Les vacances avancent et nous en sommes déjà à la mi-août. Pour vous faire voyager, Case Départ vous ouvre sa malle aux albums. Parmi les cinq albums présentés, il y a quelques bonnes bandes dessinées : un album sur le désespoir d’une jeunesse chinoise à la dérive de Lu Ming : Hard melody, le troisième volume du manga d’anticipation des éditions Ki oon : Dimension W, un nouveau recueil d’histoires Batman & Robin où les relations père-fils sont au cœur de l’intrigue, Rafale leader : le quatrième opus de la série d’aviation de Frédéric Zumbielh et Matthieu Durand et le quatrième tome du manga coup de poing Gangsta. Bonnes lectures.
Hard melody
A la fin du mois, les éditions Mosquito publieront Hard melody, un drame contemporain sur la jeunesse chinoise, de Lu Ming. Il livre une plongée vertigineuse de ces jeunes en perte de repères à travers la musique. Fort, poignant et excellemment bien mis en image.
Au fond du ciel bleu, groupe de musique chinois se produit dans de nombreux festivals pour se faire connaître. La foule se masse en nombre pour écouter les morceaux de hard composés par les trois membres : Heizi le batteur, Dadong le bassiste et Xiao le chanteur-guitariste. Le succès est au rendez-vous pour le groupe au début des années 2000 : fans nombreux et interviews qui s’enchaînent.
Quelques années plus tard, à Gangzhou, rien ne va plus pour Xiao, dont le divorce le mine. De son côté, Dadong, qui est marié et père d’un petit garçon, s’éloigne de plus en plus de ses responsabilités paternelles. Le groupe s’est séparé et a cessé d’exister.
2012. Pour leurs retrouvailles, Dadong invite ses deux comparses à boire un verre dans un bar. Ils ne s’étaient pas revus depuis longtemps. Avec quelques kilos en plus, l’ex-bassiste explique son parcours : business dans les fringues, argent coulant à flots, prostituées mais aussi divorce. Heizi, quant à lui, est revenu à Shandong pour réparer des voitures, forcé par sa famille à trouver un vrai travail, après avoir raté ses études.
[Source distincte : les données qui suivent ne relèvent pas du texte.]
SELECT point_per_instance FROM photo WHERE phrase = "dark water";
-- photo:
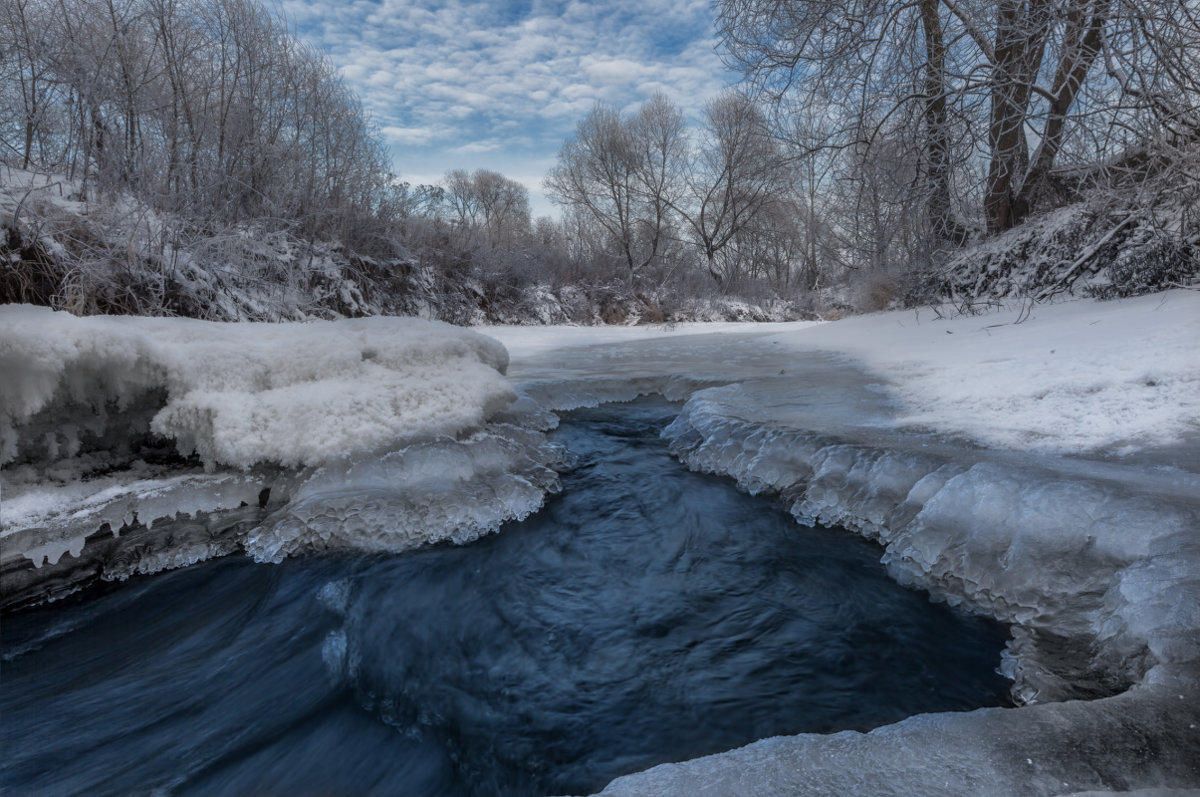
(646, 615)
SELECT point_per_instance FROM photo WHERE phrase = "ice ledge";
(1098, 576)
(442, 490)
(1143, 739)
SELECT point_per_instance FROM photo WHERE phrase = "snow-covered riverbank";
(138, 444)
(1041, 467)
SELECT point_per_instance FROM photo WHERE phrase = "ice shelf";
(1086, 545)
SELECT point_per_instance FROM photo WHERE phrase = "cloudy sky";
(501, 83)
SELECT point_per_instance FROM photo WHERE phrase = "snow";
(1039, 465)
(246, 394)
(100, 419)
(1083, 376)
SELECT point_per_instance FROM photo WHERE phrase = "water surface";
(646, 615)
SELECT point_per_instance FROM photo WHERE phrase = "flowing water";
(646, 615)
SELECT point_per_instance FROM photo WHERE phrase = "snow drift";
(1042, 468)
(120, 423)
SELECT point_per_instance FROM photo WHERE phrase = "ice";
(1042, 468)
(136, 444)
(241, 394)
(432, 492)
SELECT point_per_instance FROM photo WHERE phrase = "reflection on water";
(646, 615)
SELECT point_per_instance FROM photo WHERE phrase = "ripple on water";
(646, 615)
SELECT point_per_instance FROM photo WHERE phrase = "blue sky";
(465, 84)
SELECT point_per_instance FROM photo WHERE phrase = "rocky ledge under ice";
(1080, 529)
(139, 444)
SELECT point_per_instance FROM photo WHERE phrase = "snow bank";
(378, 433)
(1041, 466)
(241, 394)
(1083, 376)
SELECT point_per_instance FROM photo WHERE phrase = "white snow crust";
(1037, 465)
(245, 394)
(397, 414)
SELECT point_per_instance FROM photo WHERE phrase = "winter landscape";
(823, 418)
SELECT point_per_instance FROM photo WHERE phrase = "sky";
(501, 84)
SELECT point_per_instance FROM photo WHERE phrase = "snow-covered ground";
(1073, 377)
(1038, 466)
(124, 421)
(1041, 466)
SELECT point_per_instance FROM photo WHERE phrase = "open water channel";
(647, 613)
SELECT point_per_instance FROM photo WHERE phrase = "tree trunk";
(937, 138)
(1020, 43)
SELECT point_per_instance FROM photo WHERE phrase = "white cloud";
(468, 79)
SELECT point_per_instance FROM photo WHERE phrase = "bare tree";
(621, 174)
(737, 173)
(964, 77)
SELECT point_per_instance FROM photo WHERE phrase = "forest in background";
(196, 157)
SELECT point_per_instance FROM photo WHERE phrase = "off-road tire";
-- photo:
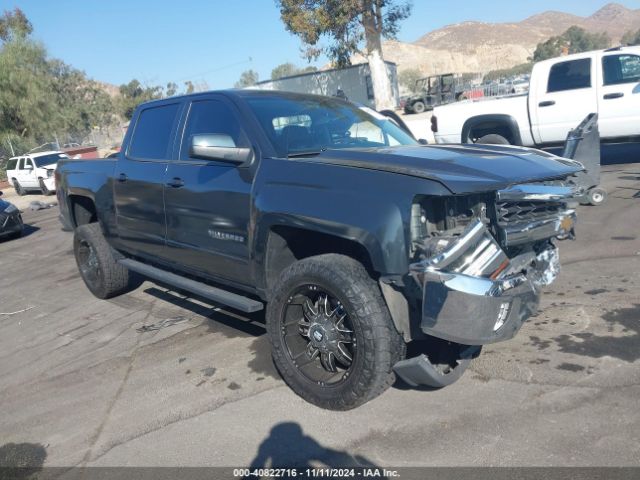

Xiao propose alors de reformer le groupe et de donner de nouveau des concerts. Mauvaise idée ?
Après Mélodie d’enfer (Xiao Pan, 2006), le talentueux Lu Ming est de retour en France avec cet album sombre Hard melody. Comme pour sa précédente histoire, il plonge le lecteur dans l’univers de la musique et la destinée cruelle de ses protagonistes. Le récit est poignant et dépeint parfaitement les dérives de la jeunesse actuelle chinoise, dans un pays entre traditions et modernité, entre communisme d’état et économie de marché où les plus pauvres restent sur le carreau tandis que les plus riches prospèrent à toute vitesse. Une société dont le carcan du PC chinois opprime les plus faibles et les artistes. Il lui aura fallu deux ans pour accoucher dans la douleur de cette histoire, entre de nombreux paquets de cigarettes et un nombre impressionnant de marqueurs usés. Il souhaitait : « […] dresser une stèle commémorant ceux de ma génération : les jeunes nés dans les années 80 et qui ont lutté désespérément contre la vie des grandes cités écrasantes ». Pour cela, il prend le prétexte de la musique pour raconter le destin de trois hommes, cassés par la vie et dont le succès leur ait monté à la tête. Pour mettre en lumière, les idéaux et la vie parfois banale des jeunes chinois. Si la narration peut déstabiliser le lecteur par sa forme non linéaire et ses cases muettes, le graphisme est somptueux. Sans croquis préparatoires, il a tout construit en 3D (personnages, paysages et scènes d’action) et cela se ressent. Hyper-réaliste, son trait jeté est d’une grande puissance. Les vignettes sublimes sont souvent très larges et les illustrations peuvent parfois prendre toute une page, voire une double page.
- Hard melody
- Auteur : Lu Ming
- Editeur: Mosquito
- Prix: 15€
- Sortie: 29 août 2014
Dimension W
En février paraissait le premier volume du seinen Dimension W et pendant les vacances estivales, les éditions Ki oon publient le troisième tome du manga signé Yuji Iwahara.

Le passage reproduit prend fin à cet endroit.